Creating or organizing a ritual that holds meaning for us personally “is kind of a statement to yourself—it reassures you,” Feiler says. Because such an action is voluntary, “it gives you some sense of agency—that you’re taking some control” in a situation where that is largely lacking.

One person who has been using an exercise of her own devising to cope during these trying times is Anne Rosenberg, a Vancouver social worker, freelance broadcast journalist, and “Guided Autobiography” (GAB) instructor. “My ritual is that I look for joy and try to catch it, almost like using an imaginary butterfly net,” she says. “I keep my eyes focused on finding beauty in whatever shape or form I can. When I practise that, change is easier on my physical, emotional, and spiritual state.” And heaven knows we could all use something that has that effect right about now.

 

Ritual Run Amok

While rituals can have many positive effects, sometimes they’re less than benign. Take smoking, for instance, or regularly spending hours drinking with friends. There are also disorders in which ritual runs amok, wreaking destruction on mental health, one example being obsessive-compulsive disorder (OCD).

In OCD, “unwanted or disturbing thoughts, images, or urges intrude into a person’s mind and cause a great deal of anxiety and discomfort,” explains Melanie Badali, a registered psychologist at the North Shore Stress & Anxiety Clinic in North Vancouver. To try to ease this intensive discomfort, someone with OCD “engages in repetitive behaviours or mental acts—compulsions,” she says, which are commonly performed “in a ritualistic or specific way.”

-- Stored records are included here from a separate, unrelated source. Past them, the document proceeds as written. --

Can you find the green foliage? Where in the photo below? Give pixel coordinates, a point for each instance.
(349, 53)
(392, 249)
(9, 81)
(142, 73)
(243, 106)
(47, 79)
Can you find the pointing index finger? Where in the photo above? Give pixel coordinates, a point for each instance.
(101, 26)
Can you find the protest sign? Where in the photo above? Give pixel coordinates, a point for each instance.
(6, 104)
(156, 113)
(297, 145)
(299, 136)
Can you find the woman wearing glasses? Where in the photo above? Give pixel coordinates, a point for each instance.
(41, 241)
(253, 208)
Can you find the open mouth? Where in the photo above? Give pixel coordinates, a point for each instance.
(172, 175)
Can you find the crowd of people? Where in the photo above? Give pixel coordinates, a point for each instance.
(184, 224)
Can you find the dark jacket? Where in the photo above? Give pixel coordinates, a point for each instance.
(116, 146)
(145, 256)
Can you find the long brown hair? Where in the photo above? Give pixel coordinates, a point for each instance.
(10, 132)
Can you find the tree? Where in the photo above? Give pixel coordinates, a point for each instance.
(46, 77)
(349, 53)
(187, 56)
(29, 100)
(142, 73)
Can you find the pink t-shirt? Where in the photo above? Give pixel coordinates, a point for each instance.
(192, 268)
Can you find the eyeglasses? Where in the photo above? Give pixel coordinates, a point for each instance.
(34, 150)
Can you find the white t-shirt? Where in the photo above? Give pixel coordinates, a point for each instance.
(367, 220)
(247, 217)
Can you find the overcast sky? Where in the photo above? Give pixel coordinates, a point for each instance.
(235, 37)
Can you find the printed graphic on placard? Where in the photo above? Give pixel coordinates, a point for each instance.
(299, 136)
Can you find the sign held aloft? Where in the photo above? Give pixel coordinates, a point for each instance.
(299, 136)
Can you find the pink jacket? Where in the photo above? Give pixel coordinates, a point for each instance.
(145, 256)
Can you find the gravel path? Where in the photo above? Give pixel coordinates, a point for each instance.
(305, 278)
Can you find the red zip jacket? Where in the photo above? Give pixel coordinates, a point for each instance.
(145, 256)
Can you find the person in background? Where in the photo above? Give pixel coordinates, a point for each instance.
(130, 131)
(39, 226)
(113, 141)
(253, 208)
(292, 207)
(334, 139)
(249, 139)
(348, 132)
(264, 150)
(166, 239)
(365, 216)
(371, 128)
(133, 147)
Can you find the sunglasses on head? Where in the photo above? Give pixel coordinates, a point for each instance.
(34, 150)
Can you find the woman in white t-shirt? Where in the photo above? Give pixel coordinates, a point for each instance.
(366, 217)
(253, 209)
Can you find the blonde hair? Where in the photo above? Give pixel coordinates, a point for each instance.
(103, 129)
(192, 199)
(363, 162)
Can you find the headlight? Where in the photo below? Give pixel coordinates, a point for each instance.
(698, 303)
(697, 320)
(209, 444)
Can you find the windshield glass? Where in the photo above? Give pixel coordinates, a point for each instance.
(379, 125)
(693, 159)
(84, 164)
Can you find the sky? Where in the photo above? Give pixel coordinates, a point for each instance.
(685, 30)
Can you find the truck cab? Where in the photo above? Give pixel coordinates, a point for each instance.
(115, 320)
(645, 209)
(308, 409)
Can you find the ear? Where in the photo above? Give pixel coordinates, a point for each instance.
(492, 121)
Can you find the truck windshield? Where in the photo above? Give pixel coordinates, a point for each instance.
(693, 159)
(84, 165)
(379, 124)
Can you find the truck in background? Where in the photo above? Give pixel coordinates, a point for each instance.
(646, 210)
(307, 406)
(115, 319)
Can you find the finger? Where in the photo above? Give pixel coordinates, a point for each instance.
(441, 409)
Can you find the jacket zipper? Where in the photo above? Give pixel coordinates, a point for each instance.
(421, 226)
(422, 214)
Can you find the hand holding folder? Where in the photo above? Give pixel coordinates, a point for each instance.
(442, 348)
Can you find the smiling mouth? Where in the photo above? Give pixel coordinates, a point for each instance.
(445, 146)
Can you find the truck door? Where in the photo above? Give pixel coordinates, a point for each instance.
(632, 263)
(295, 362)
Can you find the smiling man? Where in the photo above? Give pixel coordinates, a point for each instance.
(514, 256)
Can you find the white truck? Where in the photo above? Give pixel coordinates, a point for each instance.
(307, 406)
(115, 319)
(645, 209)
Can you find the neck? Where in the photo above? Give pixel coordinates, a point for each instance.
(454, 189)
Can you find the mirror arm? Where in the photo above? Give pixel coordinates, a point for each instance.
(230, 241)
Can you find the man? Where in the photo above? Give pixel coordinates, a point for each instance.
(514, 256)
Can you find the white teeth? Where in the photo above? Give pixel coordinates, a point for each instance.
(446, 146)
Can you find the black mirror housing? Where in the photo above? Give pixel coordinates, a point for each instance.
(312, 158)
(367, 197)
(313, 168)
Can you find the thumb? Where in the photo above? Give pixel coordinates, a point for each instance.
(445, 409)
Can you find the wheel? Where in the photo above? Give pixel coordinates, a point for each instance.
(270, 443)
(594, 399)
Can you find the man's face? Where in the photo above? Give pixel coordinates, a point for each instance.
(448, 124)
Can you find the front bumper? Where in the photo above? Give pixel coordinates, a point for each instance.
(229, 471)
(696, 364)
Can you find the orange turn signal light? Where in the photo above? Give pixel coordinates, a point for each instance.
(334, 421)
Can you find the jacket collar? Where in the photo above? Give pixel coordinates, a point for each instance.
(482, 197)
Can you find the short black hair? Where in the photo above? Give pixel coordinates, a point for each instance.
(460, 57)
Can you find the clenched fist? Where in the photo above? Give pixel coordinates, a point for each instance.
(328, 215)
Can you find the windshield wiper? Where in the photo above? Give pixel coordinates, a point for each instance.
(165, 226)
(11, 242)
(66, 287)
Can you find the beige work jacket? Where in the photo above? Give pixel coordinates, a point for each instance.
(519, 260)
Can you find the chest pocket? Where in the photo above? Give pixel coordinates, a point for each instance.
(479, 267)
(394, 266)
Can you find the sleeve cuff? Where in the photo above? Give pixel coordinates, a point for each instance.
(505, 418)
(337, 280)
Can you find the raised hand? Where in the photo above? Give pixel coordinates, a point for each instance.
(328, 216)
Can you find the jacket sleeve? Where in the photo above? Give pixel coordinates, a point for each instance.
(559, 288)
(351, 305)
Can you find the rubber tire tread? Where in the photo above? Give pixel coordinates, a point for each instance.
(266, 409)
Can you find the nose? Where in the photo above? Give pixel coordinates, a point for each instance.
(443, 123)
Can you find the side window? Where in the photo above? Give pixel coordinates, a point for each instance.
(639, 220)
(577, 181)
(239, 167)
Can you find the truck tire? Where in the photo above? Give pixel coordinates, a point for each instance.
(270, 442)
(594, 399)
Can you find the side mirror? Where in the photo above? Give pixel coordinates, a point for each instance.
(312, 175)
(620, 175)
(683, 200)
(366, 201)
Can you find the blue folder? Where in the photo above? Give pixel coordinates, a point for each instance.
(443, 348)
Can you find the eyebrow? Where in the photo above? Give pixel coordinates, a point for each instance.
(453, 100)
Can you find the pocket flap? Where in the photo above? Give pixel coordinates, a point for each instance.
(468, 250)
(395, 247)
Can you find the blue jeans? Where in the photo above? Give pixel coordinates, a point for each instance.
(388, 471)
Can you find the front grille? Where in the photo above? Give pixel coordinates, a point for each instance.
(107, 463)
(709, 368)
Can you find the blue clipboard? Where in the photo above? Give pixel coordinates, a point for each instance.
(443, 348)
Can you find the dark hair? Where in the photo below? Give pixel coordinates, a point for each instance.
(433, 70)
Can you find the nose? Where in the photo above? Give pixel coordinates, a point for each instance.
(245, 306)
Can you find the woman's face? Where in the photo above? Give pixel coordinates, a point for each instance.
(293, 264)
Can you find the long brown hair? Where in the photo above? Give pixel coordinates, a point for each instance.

Here’s what happens in OCD: In response to a disturbing thought, say, that someone you love is going to be involved in a car crash and die, you might “say a little prayer or touch wood,” Badali says, which relieves your distress in the short term. So when the feared event doesn’t occur, “this can get connected with those actions,” Badali explains. This loop can stop us from realizing that thoughts aren’t facts.

Substance-use issues, anxiety disorders, and eating disorders unfold in a similar way. “The solution can become the problem,” Badali says. “The thing—behaviour, thought, substance, or item—that helps you cope with an uncomfortable emotion can also interfere with your learning that the feeling can pass or change without that thing.” If the ritual in question is something quick and simple such as “making the sign of the cross or saying a little prayer before you get on an airplane,” Badali says, and it stops there, there’s no problem. However, “if you get caught up in thinking that the plane will crash if you don’t say a prayer perfectly 100 times in a row, it’s going to cause you distress and interfere with your life if that’s something you feel compelled to do often,” she says.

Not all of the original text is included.